For some time, Anglian Water has been using intelligence like this – from Twitter and Facebook, as well as phone calls and emails – to locate water leaks and low pressure, or drainage and sewerage issues. It calls this “trending”. The next stage is to link it more closely with the geographic and telemetry systems, the latter of which is currently being updated and due to go live at end of the year. “We will be able to get a much bigger picture,” says Butler, “because the OMC will gain a greater insight into location trends on their GIS Gallery and be able to solve problems faster.” Water meters have also proved to be valuable in improving services, as they tell the business how much water people drink, use or waste. On average, metered customers use 30 litres per person, per day less water than unmetered. Meters also help identify unusual patterns of water use, such as when there is an increase in water flow because of a leak. Again, Anglian Water uses this trend and location data to hone in on the problem.

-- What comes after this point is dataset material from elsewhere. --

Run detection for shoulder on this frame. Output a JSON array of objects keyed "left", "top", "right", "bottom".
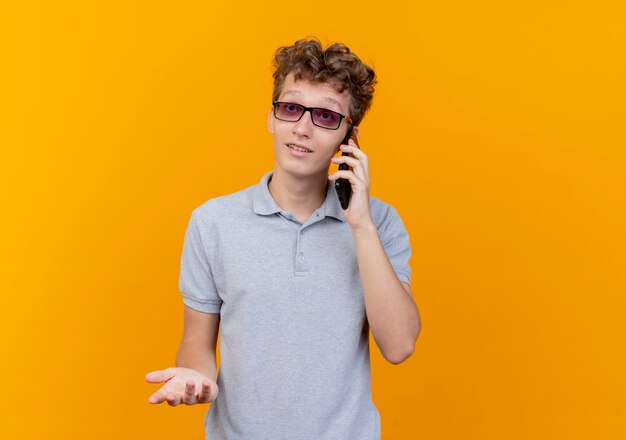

One final way in which Anglian Water shares information with its customers is through its website, which informs them of local incidents, service interruptions, planned work and even leisure events.

The business continually collects water and power use data, and has been able to feed this back to national governing bodies such as the environmental agency and the drinking water inspectorate to improve aspects of the environment.

“We work closely with a number of environmental bodies from a biodiversity perspective, or collaborate to analyse water resources and find out what’s happening. Last year, we led the drought discussion with the government and that was all about sharing information.

Previously, we were involved with the whole flooding discussion,” says Butler. “This is where we have changed from 10 years ago. In the past, we would have seen it as a threat working with our regulators; now, we believe it’s about working together.”